It’s a funny thing about Organisational language: it has the benefit of sounding convincingly true, but the truth of being remarkably fallible. We say to people to ‘bring your whole self to work’, but you do not want my whole self. My whole self is messy, conflicted, sometimes kind and sometimes mean, sometimes logical but often emotional, or simply confused. I think what you mean is ‘bring your best self’, or ‘bring an appropriate self’, or maybe ‘bring a self that confirms what i expect and conforms to what we are’.
In very real ways, we talk about different whilst reinforcing monoculturalism, through unwritten rules and expectations.
To talk about difference is easy, but to understand our social structures is to realise that they are built on similarity – and our ‘answer’ may not be to change that, but rather to connect it up differently. To recognise that Organisations are always going to be tribal structures, but can also be interconnected and meta-tribal ones, if we weave the culture that makes it so.

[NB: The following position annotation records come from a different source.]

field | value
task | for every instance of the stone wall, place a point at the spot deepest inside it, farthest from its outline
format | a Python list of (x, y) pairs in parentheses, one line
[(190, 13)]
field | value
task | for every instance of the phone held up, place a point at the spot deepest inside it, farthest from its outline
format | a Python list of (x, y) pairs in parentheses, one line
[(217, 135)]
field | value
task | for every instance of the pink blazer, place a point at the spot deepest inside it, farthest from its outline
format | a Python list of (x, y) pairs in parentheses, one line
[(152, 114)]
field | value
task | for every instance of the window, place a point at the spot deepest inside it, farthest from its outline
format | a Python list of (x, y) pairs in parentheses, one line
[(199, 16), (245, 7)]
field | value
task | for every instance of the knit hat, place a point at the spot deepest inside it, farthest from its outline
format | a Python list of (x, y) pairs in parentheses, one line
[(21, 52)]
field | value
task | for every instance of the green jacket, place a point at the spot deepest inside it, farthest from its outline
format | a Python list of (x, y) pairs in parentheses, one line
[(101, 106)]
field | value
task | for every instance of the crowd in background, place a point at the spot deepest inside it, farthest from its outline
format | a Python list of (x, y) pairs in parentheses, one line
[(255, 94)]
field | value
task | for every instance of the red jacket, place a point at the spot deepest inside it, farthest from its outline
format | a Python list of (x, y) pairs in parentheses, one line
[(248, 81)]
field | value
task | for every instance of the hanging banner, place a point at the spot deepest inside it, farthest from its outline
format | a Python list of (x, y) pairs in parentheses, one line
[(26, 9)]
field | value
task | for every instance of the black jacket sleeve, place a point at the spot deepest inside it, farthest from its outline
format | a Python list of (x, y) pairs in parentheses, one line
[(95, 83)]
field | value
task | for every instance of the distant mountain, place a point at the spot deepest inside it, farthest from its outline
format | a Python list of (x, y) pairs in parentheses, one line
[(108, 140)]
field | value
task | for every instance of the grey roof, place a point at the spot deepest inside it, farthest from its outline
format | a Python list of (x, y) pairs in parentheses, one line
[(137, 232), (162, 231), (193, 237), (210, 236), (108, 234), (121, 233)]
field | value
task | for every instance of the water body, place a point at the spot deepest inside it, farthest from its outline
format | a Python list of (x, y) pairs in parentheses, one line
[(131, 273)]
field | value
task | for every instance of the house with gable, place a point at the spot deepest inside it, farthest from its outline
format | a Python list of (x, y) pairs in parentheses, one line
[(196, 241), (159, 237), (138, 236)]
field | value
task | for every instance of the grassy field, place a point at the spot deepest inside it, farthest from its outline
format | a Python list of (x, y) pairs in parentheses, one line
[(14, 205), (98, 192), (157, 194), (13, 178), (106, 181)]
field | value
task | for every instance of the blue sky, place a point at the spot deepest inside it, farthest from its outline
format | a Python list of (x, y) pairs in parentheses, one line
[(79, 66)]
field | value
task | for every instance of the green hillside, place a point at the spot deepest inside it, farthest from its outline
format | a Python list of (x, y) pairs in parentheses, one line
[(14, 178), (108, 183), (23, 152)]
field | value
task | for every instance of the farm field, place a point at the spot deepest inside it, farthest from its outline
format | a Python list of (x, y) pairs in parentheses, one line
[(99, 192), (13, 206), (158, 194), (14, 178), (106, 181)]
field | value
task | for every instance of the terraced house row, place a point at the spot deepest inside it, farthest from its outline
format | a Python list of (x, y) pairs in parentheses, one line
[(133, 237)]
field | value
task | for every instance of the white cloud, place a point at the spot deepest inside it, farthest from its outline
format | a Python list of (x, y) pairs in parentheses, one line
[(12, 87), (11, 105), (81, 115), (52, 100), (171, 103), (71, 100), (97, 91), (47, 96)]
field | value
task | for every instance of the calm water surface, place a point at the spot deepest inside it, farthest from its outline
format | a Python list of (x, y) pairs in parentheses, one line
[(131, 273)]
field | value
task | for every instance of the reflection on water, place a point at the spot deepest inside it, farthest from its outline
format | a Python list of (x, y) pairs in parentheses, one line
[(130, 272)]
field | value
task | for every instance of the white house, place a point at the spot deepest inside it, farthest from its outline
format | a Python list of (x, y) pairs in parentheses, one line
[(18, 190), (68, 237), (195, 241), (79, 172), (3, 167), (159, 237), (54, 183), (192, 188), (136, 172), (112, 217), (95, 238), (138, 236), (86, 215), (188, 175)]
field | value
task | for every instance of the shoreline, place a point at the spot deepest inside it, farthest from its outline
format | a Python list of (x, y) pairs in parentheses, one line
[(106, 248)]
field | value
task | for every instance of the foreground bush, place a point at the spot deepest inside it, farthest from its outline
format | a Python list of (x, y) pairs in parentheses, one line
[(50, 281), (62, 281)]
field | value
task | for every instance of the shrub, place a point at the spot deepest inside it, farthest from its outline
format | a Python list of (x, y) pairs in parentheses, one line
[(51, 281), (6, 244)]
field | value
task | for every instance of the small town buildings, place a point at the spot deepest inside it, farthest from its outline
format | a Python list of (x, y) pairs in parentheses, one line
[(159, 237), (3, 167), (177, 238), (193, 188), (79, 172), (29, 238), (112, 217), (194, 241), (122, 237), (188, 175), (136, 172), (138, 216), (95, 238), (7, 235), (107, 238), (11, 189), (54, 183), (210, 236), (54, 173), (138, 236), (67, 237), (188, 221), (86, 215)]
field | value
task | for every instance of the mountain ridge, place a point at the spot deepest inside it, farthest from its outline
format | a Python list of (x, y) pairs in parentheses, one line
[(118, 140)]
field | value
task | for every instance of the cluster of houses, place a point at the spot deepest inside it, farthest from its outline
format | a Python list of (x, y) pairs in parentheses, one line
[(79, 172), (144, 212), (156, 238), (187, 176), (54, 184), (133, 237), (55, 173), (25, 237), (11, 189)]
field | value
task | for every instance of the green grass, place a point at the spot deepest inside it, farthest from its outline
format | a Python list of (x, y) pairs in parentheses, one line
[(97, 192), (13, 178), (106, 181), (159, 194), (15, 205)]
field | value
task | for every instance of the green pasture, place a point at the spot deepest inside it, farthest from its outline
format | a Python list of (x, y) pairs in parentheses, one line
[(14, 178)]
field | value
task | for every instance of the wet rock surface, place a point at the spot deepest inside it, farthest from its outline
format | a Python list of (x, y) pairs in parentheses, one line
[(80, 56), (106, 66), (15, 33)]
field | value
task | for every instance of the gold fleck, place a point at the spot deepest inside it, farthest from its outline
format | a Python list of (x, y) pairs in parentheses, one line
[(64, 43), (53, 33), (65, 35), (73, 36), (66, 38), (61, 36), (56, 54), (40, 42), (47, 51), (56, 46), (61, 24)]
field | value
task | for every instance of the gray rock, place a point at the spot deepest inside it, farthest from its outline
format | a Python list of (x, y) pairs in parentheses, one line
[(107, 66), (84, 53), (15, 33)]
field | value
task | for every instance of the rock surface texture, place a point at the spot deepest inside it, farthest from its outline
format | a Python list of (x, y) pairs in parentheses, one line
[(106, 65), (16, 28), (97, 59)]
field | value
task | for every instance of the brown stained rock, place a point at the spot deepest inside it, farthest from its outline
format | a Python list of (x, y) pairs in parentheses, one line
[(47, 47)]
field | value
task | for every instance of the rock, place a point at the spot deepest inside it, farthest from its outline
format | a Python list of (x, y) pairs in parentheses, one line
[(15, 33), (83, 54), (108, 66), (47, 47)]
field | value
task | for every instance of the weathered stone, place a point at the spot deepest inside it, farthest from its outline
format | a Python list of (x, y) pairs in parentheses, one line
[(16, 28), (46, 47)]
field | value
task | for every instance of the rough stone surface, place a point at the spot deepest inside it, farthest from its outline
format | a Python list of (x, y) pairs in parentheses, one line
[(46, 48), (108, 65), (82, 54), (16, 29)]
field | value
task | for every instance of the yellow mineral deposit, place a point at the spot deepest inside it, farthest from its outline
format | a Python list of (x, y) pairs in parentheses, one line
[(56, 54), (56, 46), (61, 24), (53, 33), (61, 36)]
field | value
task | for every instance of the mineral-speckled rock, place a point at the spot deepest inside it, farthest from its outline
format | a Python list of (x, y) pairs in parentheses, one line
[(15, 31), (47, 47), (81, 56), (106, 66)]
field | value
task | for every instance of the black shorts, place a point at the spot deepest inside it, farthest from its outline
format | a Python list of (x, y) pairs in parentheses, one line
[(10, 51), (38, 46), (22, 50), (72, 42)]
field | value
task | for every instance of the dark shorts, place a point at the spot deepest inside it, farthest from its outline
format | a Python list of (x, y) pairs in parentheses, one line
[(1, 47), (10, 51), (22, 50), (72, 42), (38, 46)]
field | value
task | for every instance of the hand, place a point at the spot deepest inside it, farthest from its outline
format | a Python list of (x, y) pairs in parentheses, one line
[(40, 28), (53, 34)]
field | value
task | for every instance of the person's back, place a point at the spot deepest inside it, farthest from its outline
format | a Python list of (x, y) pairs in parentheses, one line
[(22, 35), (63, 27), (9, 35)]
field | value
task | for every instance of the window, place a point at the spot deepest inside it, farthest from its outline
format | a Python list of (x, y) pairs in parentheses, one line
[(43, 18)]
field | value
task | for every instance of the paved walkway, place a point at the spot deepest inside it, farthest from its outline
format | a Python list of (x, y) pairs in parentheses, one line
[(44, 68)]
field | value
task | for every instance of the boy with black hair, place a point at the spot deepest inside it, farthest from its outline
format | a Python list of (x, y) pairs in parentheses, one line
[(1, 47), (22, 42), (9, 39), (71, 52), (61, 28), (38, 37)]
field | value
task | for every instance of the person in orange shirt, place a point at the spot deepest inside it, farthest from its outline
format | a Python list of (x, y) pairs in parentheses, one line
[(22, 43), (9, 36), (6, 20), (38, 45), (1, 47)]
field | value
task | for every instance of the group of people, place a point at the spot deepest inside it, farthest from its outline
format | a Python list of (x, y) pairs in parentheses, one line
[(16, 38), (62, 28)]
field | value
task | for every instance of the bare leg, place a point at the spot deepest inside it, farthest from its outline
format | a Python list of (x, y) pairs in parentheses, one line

The remarkable thing to me is not the complexity of our selves and systems, but rather the apparent ease with which we typically navigate it. Most of us are perfectly able to make tough decisions at work – decisions that may not allow us to be ‘fair’ to everyone (because we never can be fair to everyone), or to be ‘right’ (because there is no universal scale of ‘right and wrong’, only contextual and subjective ones). We are also able to be silly, funny, and hopeless at home.
And we never sit down to reconcile these varied ‘selves’. Most of the time we sit quite happily within diverse systems, and transition with ease, only occasionally getting caught out wearing our pyjamas on a Teams call.
We are gloriously unreconciled, inherently tribal, and tend to view ourselves as the perfect version of our ‘self’.
Social Leadership is to lead at the intersection of systems, not simply to excel within one of them. It is to understand how the self moves, and at what cost, and to consider not only the ways we are successful in the light, but how our impact may fall in the shadows. Indeed, to consider how our very actions, our very ‘self’, may cast a shadow.
To understand this we must understand how systems operate at the level of power and story, as well as structure and system. Not to unify them, but to make small changes, to act mindfully, to be unreconciled, but aware.
This is early stage #WorkingOutLoud on the Unreconciled Self and the notion of Culture Weaving. Themes i will explore further next year.